Back to the signing…
Meg was originally slated to tour with author Sarah Addison Allen (The Peach Keeper). Unfortunately, shortly before the tour was scheduled to tart, Sarah was diagnosed with breast cancer. Her book released one day & the very next day she started chemotherapy. To honor Sarah, Meg arranged that a breast cancer survivor do Sarah’s reading for her. Judy, a friend of Alma’s and a breast cancer survivor, did the reading:
Photo credit: Alma Katsu
Meg started her portion of the event by doing a reading from The Four Ms. Bradwells. She chose to read one of my favorite scenes in the book in which Betts, in the middle of a Senate confirmation hearing, gets asked a particularly difficult question:
Photo credit: Alma Katsu
‘I’d like to ask you what you know about a death that occured in the spring of 1982, at a home in Maryland where I believe you were a guest?’

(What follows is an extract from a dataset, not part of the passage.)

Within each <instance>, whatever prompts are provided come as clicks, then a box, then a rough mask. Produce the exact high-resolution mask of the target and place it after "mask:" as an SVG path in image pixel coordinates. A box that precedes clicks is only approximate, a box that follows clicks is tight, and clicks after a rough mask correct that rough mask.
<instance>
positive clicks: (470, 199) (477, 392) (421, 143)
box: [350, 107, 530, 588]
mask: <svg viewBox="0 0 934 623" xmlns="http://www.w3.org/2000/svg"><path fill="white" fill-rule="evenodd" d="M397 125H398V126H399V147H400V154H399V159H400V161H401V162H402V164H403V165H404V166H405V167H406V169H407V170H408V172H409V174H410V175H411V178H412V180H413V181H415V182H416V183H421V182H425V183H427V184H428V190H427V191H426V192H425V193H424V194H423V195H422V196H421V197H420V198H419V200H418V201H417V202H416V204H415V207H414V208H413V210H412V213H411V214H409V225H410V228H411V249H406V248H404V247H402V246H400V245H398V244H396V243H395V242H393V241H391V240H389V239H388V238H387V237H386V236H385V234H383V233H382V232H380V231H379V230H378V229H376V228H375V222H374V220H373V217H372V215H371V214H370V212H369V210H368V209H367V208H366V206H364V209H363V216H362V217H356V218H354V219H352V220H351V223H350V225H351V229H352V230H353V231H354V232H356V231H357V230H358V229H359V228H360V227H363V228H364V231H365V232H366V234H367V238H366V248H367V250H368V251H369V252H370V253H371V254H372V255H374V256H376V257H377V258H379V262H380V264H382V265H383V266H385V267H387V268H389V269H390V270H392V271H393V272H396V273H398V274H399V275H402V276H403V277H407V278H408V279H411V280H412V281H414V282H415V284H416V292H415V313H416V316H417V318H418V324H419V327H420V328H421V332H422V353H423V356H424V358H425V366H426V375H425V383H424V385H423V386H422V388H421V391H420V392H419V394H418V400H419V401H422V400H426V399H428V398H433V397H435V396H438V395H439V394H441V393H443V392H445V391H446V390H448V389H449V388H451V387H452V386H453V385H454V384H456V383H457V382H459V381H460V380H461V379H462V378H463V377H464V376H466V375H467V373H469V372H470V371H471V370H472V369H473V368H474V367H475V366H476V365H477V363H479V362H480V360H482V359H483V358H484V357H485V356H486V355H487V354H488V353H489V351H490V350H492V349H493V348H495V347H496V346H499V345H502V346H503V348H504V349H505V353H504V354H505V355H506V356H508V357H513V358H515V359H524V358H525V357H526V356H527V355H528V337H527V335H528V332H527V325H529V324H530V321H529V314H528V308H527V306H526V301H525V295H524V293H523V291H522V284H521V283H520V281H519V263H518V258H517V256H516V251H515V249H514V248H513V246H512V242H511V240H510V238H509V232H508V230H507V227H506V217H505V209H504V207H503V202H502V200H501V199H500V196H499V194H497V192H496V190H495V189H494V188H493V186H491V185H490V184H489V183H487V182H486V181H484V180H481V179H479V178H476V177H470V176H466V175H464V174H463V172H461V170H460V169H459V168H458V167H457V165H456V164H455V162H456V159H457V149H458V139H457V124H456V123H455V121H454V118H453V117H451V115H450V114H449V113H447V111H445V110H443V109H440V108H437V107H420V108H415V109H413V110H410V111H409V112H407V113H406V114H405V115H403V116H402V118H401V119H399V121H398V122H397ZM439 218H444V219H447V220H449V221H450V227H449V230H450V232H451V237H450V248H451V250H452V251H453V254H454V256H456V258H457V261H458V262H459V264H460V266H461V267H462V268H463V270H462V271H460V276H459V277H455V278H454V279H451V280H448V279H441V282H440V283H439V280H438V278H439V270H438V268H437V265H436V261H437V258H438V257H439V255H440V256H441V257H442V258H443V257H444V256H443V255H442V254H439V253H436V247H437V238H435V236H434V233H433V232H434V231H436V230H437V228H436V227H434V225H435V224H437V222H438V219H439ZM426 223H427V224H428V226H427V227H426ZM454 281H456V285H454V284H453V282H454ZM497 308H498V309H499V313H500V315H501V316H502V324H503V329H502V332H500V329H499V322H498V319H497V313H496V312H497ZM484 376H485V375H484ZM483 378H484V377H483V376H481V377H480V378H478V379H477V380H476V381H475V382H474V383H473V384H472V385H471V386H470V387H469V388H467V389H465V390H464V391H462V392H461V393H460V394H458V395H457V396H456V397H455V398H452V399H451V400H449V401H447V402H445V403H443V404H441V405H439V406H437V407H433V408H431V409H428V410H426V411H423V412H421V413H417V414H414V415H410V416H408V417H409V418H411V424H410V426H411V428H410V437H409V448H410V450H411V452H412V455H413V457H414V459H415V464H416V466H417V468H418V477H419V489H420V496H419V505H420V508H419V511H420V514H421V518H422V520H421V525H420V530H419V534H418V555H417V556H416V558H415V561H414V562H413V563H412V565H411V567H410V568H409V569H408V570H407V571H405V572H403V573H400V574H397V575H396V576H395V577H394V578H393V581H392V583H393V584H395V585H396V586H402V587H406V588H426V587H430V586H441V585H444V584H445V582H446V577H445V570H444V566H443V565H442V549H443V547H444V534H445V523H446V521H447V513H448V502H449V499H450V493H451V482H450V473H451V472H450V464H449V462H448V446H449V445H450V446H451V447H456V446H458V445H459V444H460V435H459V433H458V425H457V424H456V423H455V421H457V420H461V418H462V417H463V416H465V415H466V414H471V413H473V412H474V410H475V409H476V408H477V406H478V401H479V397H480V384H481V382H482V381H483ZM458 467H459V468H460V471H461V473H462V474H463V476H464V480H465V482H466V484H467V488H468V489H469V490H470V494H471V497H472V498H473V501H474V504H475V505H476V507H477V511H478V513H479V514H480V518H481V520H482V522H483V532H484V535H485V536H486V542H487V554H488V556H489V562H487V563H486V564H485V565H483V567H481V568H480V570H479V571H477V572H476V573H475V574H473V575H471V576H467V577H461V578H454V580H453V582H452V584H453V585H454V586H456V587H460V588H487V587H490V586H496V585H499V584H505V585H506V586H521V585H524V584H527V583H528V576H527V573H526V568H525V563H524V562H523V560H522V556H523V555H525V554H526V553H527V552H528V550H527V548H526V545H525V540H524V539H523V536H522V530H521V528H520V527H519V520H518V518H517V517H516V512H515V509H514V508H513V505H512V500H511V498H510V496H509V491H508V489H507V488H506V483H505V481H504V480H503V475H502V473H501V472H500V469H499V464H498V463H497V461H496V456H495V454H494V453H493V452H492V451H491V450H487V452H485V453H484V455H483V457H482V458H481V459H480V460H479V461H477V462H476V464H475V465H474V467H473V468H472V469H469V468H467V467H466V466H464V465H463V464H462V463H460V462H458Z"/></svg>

‘Oh, shit,’ Ginger says–mercifully not before the silent blink of the crowd absorbing the question gives way to a collective murmur, the photographers surging forward as even the senators exhaled their surprise…we watch as Betts, oddly, unlatches the clasp at her throat and lets the pearl necklace slide into her hand…She doesn’t stand, though. She remains in her chair…she smiles the way she smiles when you stumble upon her doing yoga on her screen porch in the morning: a little embarrased, but somehow more for you than her. And in the same soft, self-possessed voice she and I rehearsed again and again over the telephone–a voice even I almost believe–she says ‘Senator, I don’t believe I have anything to add to the public record on that.’ (pg. 10)
What a powerful passage, yes?
Meg then went on to answer questions about her writing, the characters in her books, and her life overall. Here are some nuggets of information I learned:
- The Four Ms. Bradwells wasn’t orginally “planned” to contain the mystery storyline. Meg’s editor asked that she add a contemporary spin on the novel, and voila!
- Meg was tempted to change the point of view from first person to third person. Writing from the point of view of four very different women was challenging. Both her husband and editor convinced her to continue with the first person narrative, a decision I am forever greatful for!
- Meg got the idea to write The Four Ms. Bradwells based on her own law school experience (I’m assuming there were no mysterious deaths, though!). Additionally, the names of several individuals who had an impact on Meg are featured in the book. Meg did get their approval before publishing their names
Following the event, we all (Meg included) went out for drinks & dinner: the cherry on top of the wonderful bookish evening!
I’ve been a fan of Meg’s since reading The Wednesday Sisters but attending this event, seeing her in person, engaging in conversation with her, truly made me appreciate what a talented and skilled writer she is!
Thanks to Alma for arranging this “meet up” and for telling me about Meg’s visit. Oh, and for the pictures! As often happens when I attend author events, I get so involved in the reading that I completely forget I have a camera in hand!